In order to help enterprises develop their own generative AI applications or assistants, the new service will connect to all enterprise data sources via connectors and create a knowledge graph to run it through LLM embeddings for semantic understanding before running it through large language models for generating AI responses, Batta said.

“When an enterprise user queries something in natural language, the generative AI assistant or prompt runs a vector search and the results of the vector search are stored inside an enterprise server or location before making an API call to the large language model for generating responses,” Batta added, underlining the data privacy aspect of the planned service.

Although not confirmed yet, Batta said the new foundation models based on industry sectors such as health and public safety could be added to the service in the future.

Trailing other generative AI service offerings?

While rival offerings from AWS, Google Cloud, Microsoft, and IBM have laid out how each of the services is going to work, most of these services are currently in preview.

AWS offers foundation models via its generative AI-based service dubbed Amazon Bedrock, while Microsoft offers APIs for GPT models via its Azure OpenAI service.

IBM and Google Cloud, too, offer foundational models as part of their Watsonx and Vertex AI services respectively.

IBM and Google Cloud also offer low code platforms in the form of the Tuning Studio and Generative AI Studio in order to help enterprises fine tune models.

In contrast, Oracle is yet to configure how it will help enterprises access data and model tuning tools as part of its planned service.

But, according to Batta, Oracle is leaning more towards “programmatic access” first for technical users, such as data engineers and scientists, instead of providing a low code or no code experience for non-technical users “right out of the gate”.

This means that Oracle’s generative AI service is more likely to feature a prompt tool inside a SQL query editor, Batta said, adding that the company might change around the elements of the service before launching it by the end of the year.  

Oracle is also planning to extend the service to enterprises who have their data and applications in their own data centers.

Generative AI assistance across Fusion Cloud apps, NetSuite

Oracle is planning to add generative AI capabilities across its entire portfolio of Fusion Cloud applications and NetSuite offerings by embedding Cohere’s foundational models into the SaaS offerings, the company said.

Metadata from these applications will be combined with foundational models to offer generative AI assistants inside these applications to increase employee productivity, Batta said, likening the planned assistant to Microsoft’s Clippy.

The metadata from these applications will help the language model identify trends and understand patterns across a particular SaaS offering, Batta added.

Last month, the company added similar generative AI capabilities to its Fusion Cloud Human Capital Management (HCM) suite.
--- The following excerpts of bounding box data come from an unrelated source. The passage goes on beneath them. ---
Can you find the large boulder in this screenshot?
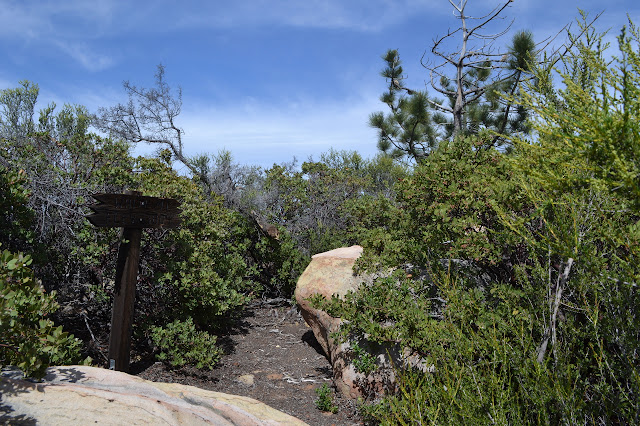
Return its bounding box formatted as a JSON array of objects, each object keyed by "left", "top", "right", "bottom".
[
  {"left": 0, "top": 366, "right": 305, "bottom": 426},
  {"left": 295, "top": 246, "right": 430, "bottom": 399}
]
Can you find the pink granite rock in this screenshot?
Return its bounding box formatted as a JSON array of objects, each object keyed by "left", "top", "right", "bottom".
[{"left": 295, "top": 246, "right": 429, "bottom": 399}]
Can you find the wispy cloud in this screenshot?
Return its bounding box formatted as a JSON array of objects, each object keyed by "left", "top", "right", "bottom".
[
  {"left": 0, "top": 0, "right": 115, "bottom": 71},
  {"left": 151, "top": 88, "right": 381, "bottom": 167},
  {"left": 54, "top": 40, "right": 114, "bottom": 71}
]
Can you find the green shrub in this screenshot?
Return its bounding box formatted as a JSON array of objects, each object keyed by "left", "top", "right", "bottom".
[
  {"left": 0, "top": 250, "right": 89, "bottom": 378},
  {"left": 151, "top": 318, "right": 222, "bottom": 369}
]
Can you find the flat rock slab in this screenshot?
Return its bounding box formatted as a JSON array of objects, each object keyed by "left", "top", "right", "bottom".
[{"left": 0, "top": 366, "right": 306, "bottom": 426}]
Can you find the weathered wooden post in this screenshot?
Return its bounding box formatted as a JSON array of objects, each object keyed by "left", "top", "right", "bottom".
[{"left": 87, "top": 191, "right": 180, "bottom": 372}]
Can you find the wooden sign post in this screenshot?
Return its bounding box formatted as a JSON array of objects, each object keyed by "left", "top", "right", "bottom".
[{"left": 87, "top": 191, "right": 180, "bottom": 372}]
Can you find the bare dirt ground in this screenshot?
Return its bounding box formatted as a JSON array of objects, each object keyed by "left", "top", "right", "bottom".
[{"left": 131, "top": 301, "right": 362, "bottom": 426}]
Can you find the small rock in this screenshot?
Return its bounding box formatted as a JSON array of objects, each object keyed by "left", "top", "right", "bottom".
[
  {"left": 267, "top": 373, "right": 284, "bottom": 380},
  {"left": 237, "top": 374, "right": 255, "bottom": 386}
]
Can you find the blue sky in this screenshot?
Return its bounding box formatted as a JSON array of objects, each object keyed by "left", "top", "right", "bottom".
[{"left": 0, "top": 0, "right": 640, "bottom": 167}]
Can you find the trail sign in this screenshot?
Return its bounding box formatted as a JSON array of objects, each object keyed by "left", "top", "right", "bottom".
[
  {"left": 86, "top": 191, "right": 180, "bottom": 372},
  {"left": 87, "top": 194, "right": 180, "bottom": 228}
]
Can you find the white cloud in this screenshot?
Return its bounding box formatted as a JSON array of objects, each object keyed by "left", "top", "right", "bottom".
[
  {"left": 54, "top": 41, "right": 114, "bottom": 71},
  {"left": 137, "top": 89, "right": 381, "bottom": 167}
]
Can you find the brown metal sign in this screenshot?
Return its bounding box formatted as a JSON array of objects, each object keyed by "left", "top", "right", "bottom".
[{"left": 87, "top": 194, "right": 181, "bottom": 228}]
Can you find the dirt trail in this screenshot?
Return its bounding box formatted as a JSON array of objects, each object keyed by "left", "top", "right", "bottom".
[{"left": 137, "top": 301, "right": 362, "bottom": 426}]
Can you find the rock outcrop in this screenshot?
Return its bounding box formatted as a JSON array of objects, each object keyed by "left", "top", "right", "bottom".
[
  {"left": 295, "top": 246, "right": 380, "bottom": 398},
  {"left": 295, "top": 246, "right": 430, "bottom": 399},
  {"left": 0, "top": 366, "right": 305, "bottom": 426}
]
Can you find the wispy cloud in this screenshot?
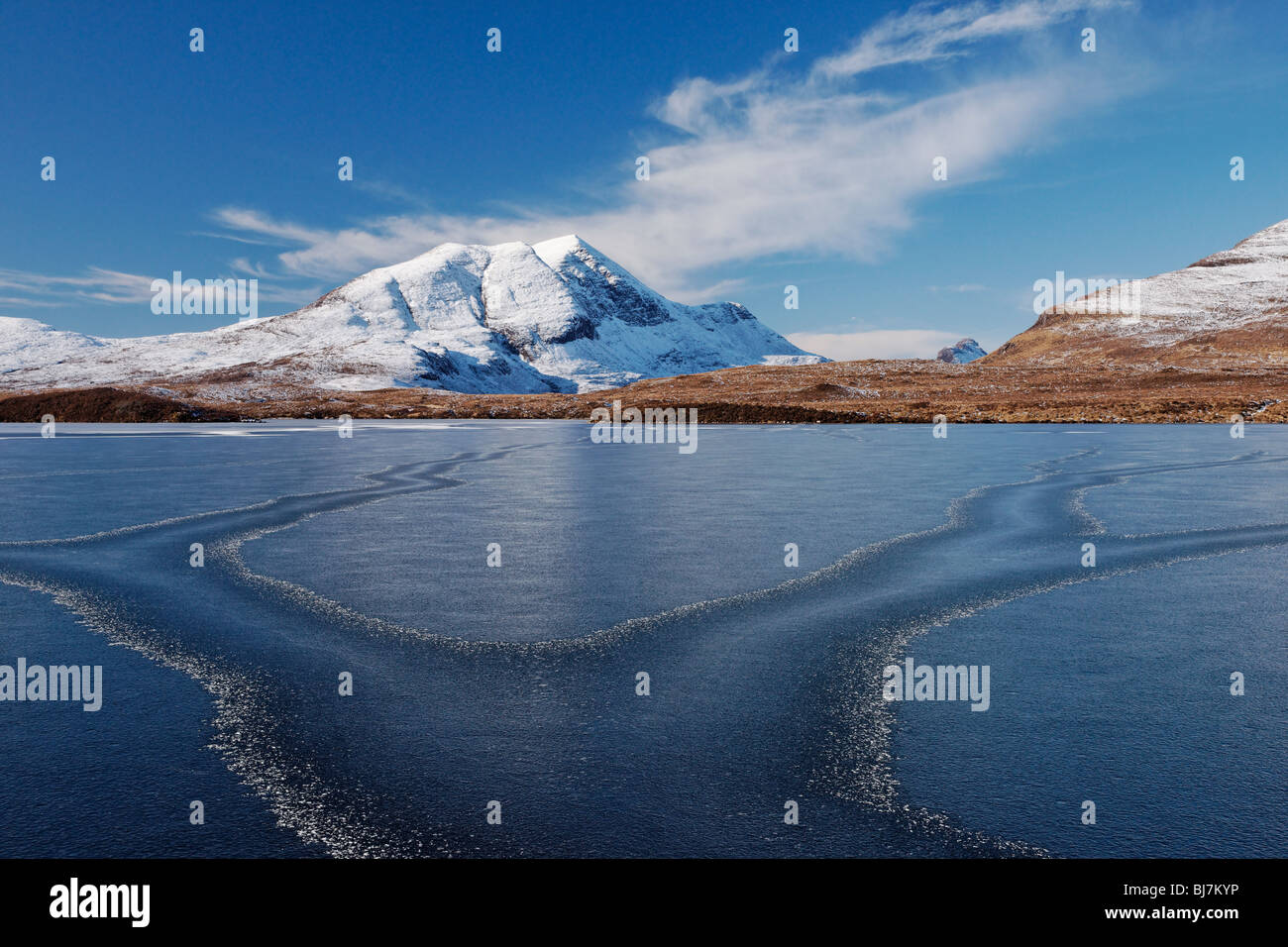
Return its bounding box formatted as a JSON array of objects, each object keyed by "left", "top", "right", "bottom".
[
  {"left": 814, "top": 0, "right": 1134, "bottom": 76},
  {"left": 0, "top": 0, "right": 1132, "bottom": 322},
  {"left": 787, "top": 329, "right": 962, "bottom": 362},
  {"left": 215, "top": 0, "right": 1129, "bottom": 297},
  {"left": 0, "top": 266, "right": 152, "bottom": 305}
]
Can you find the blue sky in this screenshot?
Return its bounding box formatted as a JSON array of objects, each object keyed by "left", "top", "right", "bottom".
[{"left": 0, "top": 0, "right": 1288, "bottom": 357}]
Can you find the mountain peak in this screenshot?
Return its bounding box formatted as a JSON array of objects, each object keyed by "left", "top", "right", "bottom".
[{"left": 0, "top": 241, "right": 825, "bottom": 397}]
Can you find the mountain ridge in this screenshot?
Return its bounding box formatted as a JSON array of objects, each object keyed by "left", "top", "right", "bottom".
[{"left": 0, "top": 235, "right": 825, "bottom": 394}]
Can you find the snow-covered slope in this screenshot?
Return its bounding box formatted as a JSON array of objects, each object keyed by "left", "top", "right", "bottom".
[
  {"left": 935, "top": 339, "right": 988, "bottom": 365},
  {"left": 987, "top": 220, "right": 1288, "bottom": 368},
  {"left": 0, "top": 236, "right": 825, "bottom": 397}
]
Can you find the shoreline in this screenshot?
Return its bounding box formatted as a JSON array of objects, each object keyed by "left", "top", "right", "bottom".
[{"left": 0, "top": 360, "right": 1288, "bottom": 424}]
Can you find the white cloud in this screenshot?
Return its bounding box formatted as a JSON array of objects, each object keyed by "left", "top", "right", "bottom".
[
  {"left": 787, "top": 329, "right": 962, "bottom": 362},
  {"left": 206, "top": 0, "right": 1143, "bottom": 299},
  {"left": 814, "top": 0, "right": 1134, "bottom": 76}
]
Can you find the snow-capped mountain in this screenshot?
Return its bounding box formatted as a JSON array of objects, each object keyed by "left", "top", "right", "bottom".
[
  {"left": 935, "top": 339, "right": 988, "bottom": 365},
  {"left": 986, "top": 220, "right": 1288, "bottom": 368},
  {"left": 0, "top": 236, "right": 825, "bottom": 395}
]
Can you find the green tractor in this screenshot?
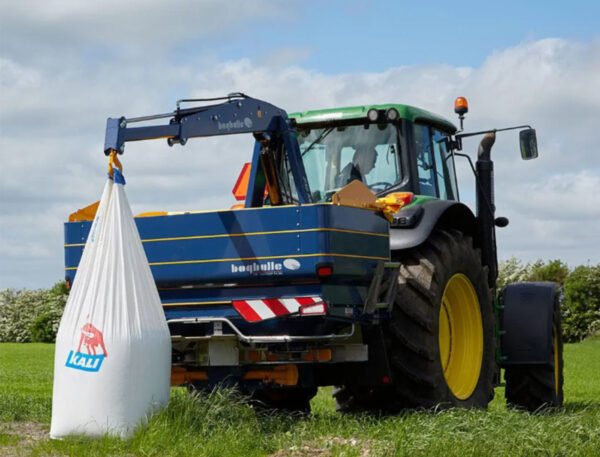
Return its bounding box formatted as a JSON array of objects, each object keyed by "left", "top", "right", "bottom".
[
  {"left": 290, "top": 97, "right": 563, "bottom": 411},
  {"left": 65, "top": 93, "right": 563, "bottom": 413}
]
These capabilities include assisted authoring, suggestions, and summarization.

While assisted authoring will help HR managers author job descriptions and other HR-related content easily using a short prompt, the summarization feature is expected to help HR managers with tasks such as employee performance analysis, the company said.

Suggestions as a feature, on the other hand, is expected to provide recommendations across various tasks, such as providing survey questions etc., it added.  
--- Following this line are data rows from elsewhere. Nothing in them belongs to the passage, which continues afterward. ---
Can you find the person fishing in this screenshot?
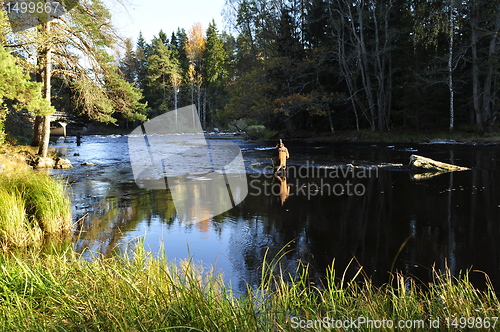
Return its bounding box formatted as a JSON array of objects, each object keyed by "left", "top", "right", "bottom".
[{"left": 274, "top": 139, "right": 290, "bottom": 174}]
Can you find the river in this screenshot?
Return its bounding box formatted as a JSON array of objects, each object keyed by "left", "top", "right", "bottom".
[{"left": 52, "top": 135, "right": 500, "bottom": 289}]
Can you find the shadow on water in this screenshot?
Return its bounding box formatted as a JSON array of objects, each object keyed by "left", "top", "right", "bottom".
[{"left": 52, "top": 136, "right": 500, "bottom": 288}]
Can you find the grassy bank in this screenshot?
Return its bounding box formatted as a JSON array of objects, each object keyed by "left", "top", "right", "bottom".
[
  {"left": 0, "top": 245, "right": 500, "bottom": 331},
  {"left": 0, "top": 147, "right": 72, "bottom": 249}
]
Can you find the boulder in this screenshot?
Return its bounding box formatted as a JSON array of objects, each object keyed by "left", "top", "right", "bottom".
[
  {"left": 54, "top": 158, "right": 73, "bottom": 169},
  {"left": 33, "top": 157, "right": 56, "bottom": 169},
  {"left": 410, "top": 154, "right": 470, "bottom": 172}
]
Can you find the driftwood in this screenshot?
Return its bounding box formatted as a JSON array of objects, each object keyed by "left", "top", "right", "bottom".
[{"left": 410, "top": 154, "right": 470, "bottom": 172}]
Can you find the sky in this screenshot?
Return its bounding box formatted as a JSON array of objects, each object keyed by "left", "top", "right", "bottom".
[{"left": 105, "top": 0, "right": 229, "bottom": 42}]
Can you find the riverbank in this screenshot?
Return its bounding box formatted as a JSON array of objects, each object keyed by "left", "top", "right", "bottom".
[
  {"left": 0, "top": 146, "right": 72, "bottom": 250},
  {"left": 0, "top": 246, "right": 500, "bottom": 331}
]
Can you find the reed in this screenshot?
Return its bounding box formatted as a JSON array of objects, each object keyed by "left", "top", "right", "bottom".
[
  {"left": 0, "top": 246, "right": 500, "bottom": 331},
  {"left": 0, "top": 171, "right": 72, "bottom": 248}
]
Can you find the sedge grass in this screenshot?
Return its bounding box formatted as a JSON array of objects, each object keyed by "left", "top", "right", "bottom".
[
  {"left": 0, "top": 247, "right": 500, "bottom": 331},
  {"left": 0, "top": 170, "right": 72, "bottom": 248}
]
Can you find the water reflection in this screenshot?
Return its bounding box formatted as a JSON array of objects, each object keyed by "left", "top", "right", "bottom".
[{"left": 53, "top": 138, "right": 500, "bottom": 288}]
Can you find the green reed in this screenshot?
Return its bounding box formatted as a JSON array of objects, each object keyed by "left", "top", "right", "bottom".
[
  {"left": 0, "top": 241, "right": 500, "bottom": 331},
  {"left": 0, "top": 171, "right": 72, "bottom": 248}
]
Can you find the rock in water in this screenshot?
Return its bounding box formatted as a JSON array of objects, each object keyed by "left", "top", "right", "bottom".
[
  {"left": 54, "top": 158, "right": 73, "bottom": 169},
  {"left": 410, "top": 154, "right": 470, "bottom": 172},
  {"left": 33, "top": 157, "right": 56, "bottom": 168}
]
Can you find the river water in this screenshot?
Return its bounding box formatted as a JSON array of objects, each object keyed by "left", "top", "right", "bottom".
[{"left": 53, "top": 135, "right": 500, "bottom": 289}]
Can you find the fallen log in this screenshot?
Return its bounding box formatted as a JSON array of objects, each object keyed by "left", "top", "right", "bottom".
[{"left": 410, "top": 154, "right": 470, "bottom": 172}]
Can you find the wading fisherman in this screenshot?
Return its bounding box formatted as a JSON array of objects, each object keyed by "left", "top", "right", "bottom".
[{"left": 274, "top": 139, "right": 290, "bottom": 174}]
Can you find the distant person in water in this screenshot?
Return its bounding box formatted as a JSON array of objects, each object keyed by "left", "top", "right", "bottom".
[{"left": 274, "top": 139, "right": 290, "bottom": 174}]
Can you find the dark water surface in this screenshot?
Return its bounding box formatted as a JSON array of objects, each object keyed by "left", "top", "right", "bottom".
[{"left": 54, "top": 136, "right": 500, "bottom": 289}]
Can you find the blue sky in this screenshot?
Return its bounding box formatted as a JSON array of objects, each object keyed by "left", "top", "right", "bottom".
[{"left": 105, "top": 0, "right": 225, "bottom": 42}]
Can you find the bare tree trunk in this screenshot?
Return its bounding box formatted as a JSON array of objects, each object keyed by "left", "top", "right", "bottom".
[
  {"left": 448, "top": 0, "right": 455, "bottom": 133},
  {"left": 31, "top": 115, "right": 43, "bottom": 146},
  {"left": 352, "top": 1, "right": 376, "bottom": 131},
  {"left": 336, "top": 13, "right": 360, "bottom": 131},
  {"left": 470, "top": 14, "right": 484, "bottom": 133},
  {"left": 38, "top": 21, "right": 52, "bottom": 158},
  {"left": 483, "top": 8, "right": 500, "bottom": 131}
]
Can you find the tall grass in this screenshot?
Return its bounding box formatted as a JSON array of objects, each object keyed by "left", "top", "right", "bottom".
[
  {"left": 0, "top": 247, "right": 500, "bottom": 331},
  {"left": 0, "top": 171, "right": 72, "bottom": 247}
]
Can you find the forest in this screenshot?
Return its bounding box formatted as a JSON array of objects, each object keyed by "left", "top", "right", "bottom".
[
  {"left": 0, "top": 0, "right": 500, "bottom": 153},
  {"left": 120, "top": 0, "right": 500, "bottom": 136}
]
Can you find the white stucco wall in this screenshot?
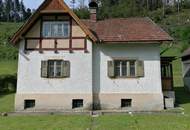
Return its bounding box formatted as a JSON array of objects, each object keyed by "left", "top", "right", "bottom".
[
  {"left": 17, "top": 40, "right": 92, "bottom": 94},
  {"left": 93, "top": 44, "right": 162, "bottom": 94}
]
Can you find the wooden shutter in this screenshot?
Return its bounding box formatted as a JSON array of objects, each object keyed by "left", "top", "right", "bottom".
[
  {"left": 41, "top": 61, "right": 48, "bottom": 78},
  {"left": 61, "top": 61, "right": 70, "bottom": 77},
  {"left": 108, "top": 61, "right": 115, "bottom": 78},
  {"left": 137, "top": 60, "right": 144, "bottom": 77}
]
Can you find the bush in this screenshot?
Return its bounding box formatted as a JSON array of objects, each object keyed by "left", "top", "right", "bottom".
[
  {"left": 148, "top": 9, "right": 164, "bottom": 22},
  {"left": 165, "top": 6, "right": 177, "bottom": 15},
  {"left": 182, "top": 0, "right": 190, "bottom": 9}
]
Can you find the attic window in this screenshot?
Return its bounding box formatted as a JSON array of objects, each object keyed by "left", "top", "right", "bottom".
[
  {"left": 121, "top": 99, "right": 132, "bottom": 108},
  {"left": 24, "top": 100, "right": 35, "bottom": 109},
  {"left": 43, "top": 21, "right": 69, "bottom": 38}
]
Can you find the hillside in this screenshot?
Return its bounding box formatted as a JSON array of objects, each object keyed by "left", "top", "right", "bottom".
[
  {"left": 0, "top": 22, "right": 22, "bottom": 61},
  {"left": 0, "top": 9, "right": 190, "bottom": 86}
]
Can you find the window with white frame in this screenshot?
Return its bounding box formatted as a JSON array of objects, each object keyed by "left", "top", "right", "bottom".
[
  {"left": 43, "top": 21, "right": 70, "bottom": 38},
  {"left": 114, "top": 60, "right": 136, "bottom": 77},
  {"left": 48, "top": 60, "right": 63, "bottom": 78}
]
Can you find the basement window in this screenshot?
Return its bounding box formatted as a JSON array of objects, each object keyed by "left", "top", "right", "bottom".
[
  {"left": 24, "top": 100, "right": 35, "bottom": 109},
  {"left": 121, "top": 99, "right": 132, "bottom": 107},
  {"left": 72, "top": 99, "right": 83, "bottom": 109}
]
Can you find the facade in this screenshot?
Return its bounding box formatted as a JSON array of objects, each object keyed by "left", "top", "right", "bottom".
[
  {"left": 182, "top": 49, "right": 190, "bottom": 91},
  {"left": 11, "top": 0, "right": 172, "bottom": 111}
]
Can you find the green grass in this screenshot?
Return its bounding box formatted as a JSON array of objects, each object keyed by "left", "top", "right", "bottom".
[
  {"left": 0, "top": 116, "right": 90, "bottom": 130},
  {"left": 0, "top": 94, "right": 14, "bottom": 112}
]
In the SaaS applications market too, Oracle faces stiff competition from the likes of AWS, Salesforce, ServiceNow, and Microsoft.
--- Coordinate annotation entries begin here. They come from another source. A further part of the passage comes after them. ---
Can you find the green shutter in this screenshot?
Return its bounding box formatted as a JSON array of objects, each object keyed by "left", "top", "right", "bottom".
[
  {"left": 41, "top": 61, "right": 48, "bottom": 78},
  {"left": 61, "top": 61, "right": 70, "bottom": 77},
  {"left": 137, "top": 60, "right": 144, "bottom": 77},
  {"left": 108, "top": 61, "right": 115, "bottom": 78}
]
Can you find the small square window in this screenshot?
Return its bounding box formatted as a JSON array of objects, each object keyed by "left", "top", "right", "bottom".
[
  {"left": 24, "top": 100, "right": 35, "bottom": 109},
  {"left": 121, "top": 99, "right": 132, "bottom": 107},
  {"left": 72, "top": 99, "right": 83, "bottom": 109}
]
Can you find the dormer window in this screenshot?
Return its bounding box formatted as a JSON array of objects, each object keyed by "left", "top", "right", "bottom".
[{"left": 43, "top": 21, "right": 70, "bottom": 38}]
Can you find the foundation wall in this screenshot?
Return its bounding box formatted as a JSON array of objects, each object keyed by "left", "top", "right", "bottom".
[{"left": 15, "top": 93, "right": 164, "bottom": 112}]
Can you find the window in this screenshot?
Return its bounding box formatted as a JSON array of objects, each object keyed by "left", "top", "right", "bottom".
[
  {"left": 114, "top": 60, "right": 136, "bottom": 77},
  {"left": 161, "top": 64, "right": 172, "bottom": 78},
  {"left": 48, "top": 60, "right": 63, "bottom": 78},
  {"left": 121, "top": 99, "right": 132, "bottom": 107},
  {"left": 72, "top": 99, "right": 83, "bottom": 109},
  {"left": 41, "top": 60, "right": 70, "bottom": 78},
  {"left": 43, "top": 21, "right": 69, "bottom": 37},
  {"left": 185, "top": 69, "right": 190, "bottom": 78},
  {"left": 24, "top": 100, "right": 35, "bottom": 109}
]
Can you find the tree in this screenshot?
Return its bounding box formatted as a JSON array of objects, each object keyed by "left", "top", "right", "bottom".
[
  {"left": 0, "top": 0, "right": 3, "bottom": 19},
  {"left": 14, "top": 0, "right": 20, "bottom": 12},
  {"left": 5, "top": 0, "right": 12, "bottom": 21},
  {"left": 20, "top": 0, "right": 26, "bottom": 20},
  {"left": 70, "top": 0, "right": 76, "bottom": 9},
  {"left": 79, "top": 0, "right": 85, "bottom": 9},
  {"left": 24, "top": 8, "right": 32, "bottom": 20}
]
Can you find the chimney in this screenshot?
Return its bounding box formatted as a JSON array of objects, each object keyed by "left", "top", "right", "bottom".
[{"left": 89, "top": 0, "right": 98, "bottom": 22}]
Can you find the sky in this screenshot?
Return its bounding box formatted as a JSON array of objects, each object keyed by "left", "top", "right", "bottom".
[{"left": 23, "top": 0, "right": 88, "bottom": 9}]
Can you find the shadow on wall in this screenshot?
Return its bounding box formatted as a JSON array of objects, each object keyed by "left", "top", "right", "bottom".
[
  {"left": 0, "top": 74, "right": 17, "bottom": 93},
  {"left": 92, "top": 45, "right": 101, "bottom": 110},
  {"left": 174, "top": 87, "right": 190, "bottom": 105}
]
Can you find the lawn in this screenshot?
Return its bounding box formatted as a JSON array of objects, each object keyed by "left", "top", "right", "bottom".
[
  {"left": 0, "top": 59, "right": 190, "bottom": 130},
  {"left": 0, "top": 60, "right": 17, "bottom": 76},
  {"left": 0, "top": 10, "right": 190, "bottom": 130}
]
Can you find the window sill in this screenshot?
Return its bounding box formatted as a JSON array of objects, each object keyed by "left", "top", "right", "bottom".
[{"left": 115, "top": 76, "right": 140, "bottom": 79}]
Last week, AWS launched a new service, dubbed AppFabric, that aims to provide a unified generative AI experience across multiple SaaS applications.

Salesforce, too, previewed its bundled generative AI offering, dubbed AI Cloud, in June. Similarly, ServiceNow also enhanced its generative AI assistant last month.

Oracle is also expected to add generative AI capabilities to its databases portfolio, according to Batta.

Data warehouse and data lakehouse platforms such as Snowflake and Databricks have also introduced their own generative AI capabilities in the form of Snowpark Container Services and the Lakehouse AI toolbox.